A VPN app can say “Connected” while still failing silently. The only reliable way to confirm a VPN is working is to check what the internet actually sees.
This guide explains the correct way to verify a VPN — without relying on misleading “VPN detected / not detected” labels.
If you’re in a hurry, use our tool: VPN Status Check. It automatically compares your current IP with the previous one seen on your device.
What does it mean for a VPN to “work”?
When a VPN is working, your internet traffic is routed through a VPN server.
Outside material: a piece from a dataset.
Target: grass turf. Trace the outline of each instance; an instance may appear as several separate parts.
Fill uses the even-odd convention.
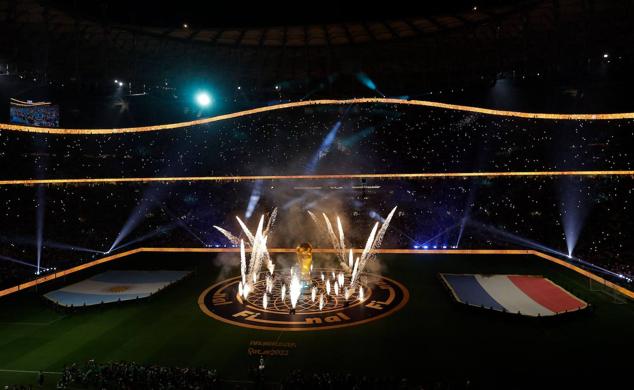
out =
[[[631,350],[634,305],[590,291],[587,279],[537,257],[384,255],[383,273],[409,289],[409,303],[378,321],[316,332],[246,329],[204,315],[198,296],[220,272],[212,260],[209,254],[140,254],[114,265],[196,266],[190,278],[139,302],[64,313],[46,303],[42,291],[0,300],[0,383],[36,380],[35,374],[2,370],[61,371],[67,363],[88,359],[206,366],[216,368],[221,378],[244,380],[258,360],[247,352],[252,340],[296,344],[289,356],[267,358],[272,381],[302,368],[427,382],[469,378],[503,387],[518,378],[582,382],[588,371],[580,366],[595,373],[629,367],[620,352]],[[438,272],[540,274],[593,307],[549,319],[470,309],[453,302]],[[47,376],[53,387],[55,375]]]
As a result:
- Websites see a different public IP address
- Your network owner (ISP / ASN) often changes
- Your apparent location may change (but this is approximate)
The most important signal is the first one: did your public IP change?
How to check if your VPN is working (the right way)
1) Check whether your public IP changes
This is the strongest and most reliable test.
- Turn your VPN off
- Note your public IP
- Turn your VPN on and refresh
- If the IP changes: your VPN is routing traffic correctly
- If the IP does not change: the VPN may be inactive or bypassed
Our VPN Status Check tool does this automatically by comparing your current IP with the previous one seen on your device.
2) Compare ISP and ASN (network identity)
A VPN often changes not just your IP, but the network behind it.
- ISP: the company that owns the network
- ASN: a unique network identifier
With VPN off, you usually see your home ISP or mobile carrier. With VPN on, you may see a hosting or VPN network.
3) Run a WebRTC exposure check
Some browsers can expose additional IP addresses via WebRTC. In modern browsers, these are often hidden — which is good.
A WebRTC check is a secondary signal. The primary confirmation remains whether your public IP changes.
Why “VPN detected” labels are unreliable
Many websites claim to detect VPNs, but they usually rely on IP reputation databases.
These databases are incomplete and slow to update. A VPN can be working perfectly even if it is not labeled as a VPN.
Common reasons your VPN appears not to work
- Split tunneling: your browser bypasses the VPN
- Residential VPN exits: IP looks like a normal ISP
- IPv6 not tunneled: some traffic bypasses the VPN
- New or rotated IPs: reputation data lags behind
Best practice: compare VPN off vs VPN on
Ignore detection labels. Compare your connection before and after enabling the VPN.